Het stabiliteitsprogramma 2020 gaat ervan uit dat de COVID-19-pandemie een sterke verslechtering van de overheidsfinanciën in Malta tot gevolg zal hebben, van een overschot van 0,5 % van het bbp in 2019 naar een tekort van 7,5 % van het bbp. Het fiscale pakket om de negatieve gevolgen van de pandemie aan te pakken, zal volgens schattingen oplopen tot 4,1 % van het bbp en zal met name gericht zijn op loontoeslagen, speciale sociale uitkeringen en aanvullende uitgaven voor gezondheidszorg. De overheid heeft de belastingbetalingen uitgesteld en waarborgen ten belope van 2,8 % van het bbp verstrekt; de statistische instanties moeten onderzoeken of die maatregelen van bij aanvang een effect op het overheidssaldo hebben of niet. Het tekort komt ook overeen met een verwachte terugval aan de inkomstenzijde, hoofdzakelijk ten gevolge van de daling van de gezinsuitgaven. In 2021 zal het tekort naar verwachting teruglopen tot 3,6 % van het bbp. Die prognose is in hoge mate afhankelijk van het verwachte bescheiden economische herstel, dat voornamelijk gebaseerd is op de binnenlandse vraag; naarmate de consumptie heropleeft, zullen de directe belastinginkomsten stijgen, en naarmate de arbeidsmarkt aantrekt, zullen de indirecte belastingen stijgen. De overheidsuitgaven zullen naar verwachting dalen ten gevolge van de uitrol van tijdelijke beleidsondersteuning. Volgens het stabiliteitsprogramma moet, op middellange termijn, de overheidsschuldquote opnieuw in dalende lijn gaan en moet worden teruggekeerd naar de begrotingsdoelstelling op middellange termijn van een begroting die structureel in evenwicht is.
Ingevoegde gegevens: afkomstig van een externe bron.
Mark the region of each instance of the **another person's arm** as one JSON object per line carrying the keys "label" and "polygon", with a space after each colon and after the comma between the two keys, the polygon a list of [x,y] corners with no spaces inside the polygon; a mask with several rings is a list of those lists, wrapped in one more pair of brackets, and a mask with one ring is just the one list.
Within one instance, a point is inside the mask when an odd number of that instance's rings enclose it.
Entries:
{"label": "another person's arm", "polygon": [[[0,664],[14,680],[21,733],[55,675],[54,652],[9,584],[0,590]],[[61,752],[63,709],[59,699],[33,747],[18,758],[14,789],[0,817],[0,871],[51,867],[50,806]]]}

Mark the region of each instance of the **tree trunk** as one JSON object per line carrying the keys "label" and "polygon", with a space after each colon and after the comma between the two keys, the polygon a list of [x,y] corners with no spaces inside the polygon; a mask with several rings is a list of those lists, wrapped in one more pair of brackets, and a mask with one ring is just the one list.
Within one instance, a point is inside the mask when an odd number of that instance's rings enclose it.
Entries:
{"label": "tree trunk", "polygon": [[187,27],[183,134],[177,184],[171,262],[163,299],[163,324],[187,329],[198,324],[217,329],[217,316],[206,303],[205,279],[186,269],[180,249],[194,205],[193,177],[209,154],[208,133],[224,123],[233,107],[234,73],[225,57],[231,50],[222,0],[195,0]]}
4.4.    Andere door de lidstaat naar voren gebrachte factoren

Op 12 mei 2020 hebben de Maltese autoriteiten een brief gestuurd met relevante factoren overeenkomstig artikel 2, lid 3, van Verordening (EG) nr. 1467/97. In de analyse die in de voorgaande punten is gepresenteerd, wordt reeds in grote lijnen ingegaan op de belangrijkste factoren die de autoriteiten naar voren hebben gebracht. Andere factoren die hierboven nog niet zijn vermeld, hebben betrekking op de versterking van het fiscale kader, met name de institutionalisering van uitgaventoetsingen.

4. Conclusies

Volgens het stabiliteitsprogramma zal het overheidstekort van Malta in 2020 naar verwachting stijgen tot 7,5 % van het bbp, boven en niet dicht bij de in het Verdrag vastgelegde referentiewaarde van 3 % van het bbp. De voorziene overschrijding van de referentiewaarde wordt als uitzonderlijk en momenteel ook als tijdelijk beschouwd.

In overeenstemming met het Verdrag en het stabiliteits- en groeipact zijn in dit verslag ook de relevante factoren onderzocht. Aangezien het voorziene tekort aanzienlijk hoger ligt dan 3 % van het bbp, en rekening houdend met alle relevante factoren, wijst de analyse er dus op dat niet is voldaan aan het tekortcriterium als vastgelegd in het Verdrag en in Verordening (EG) nr. 1467/97.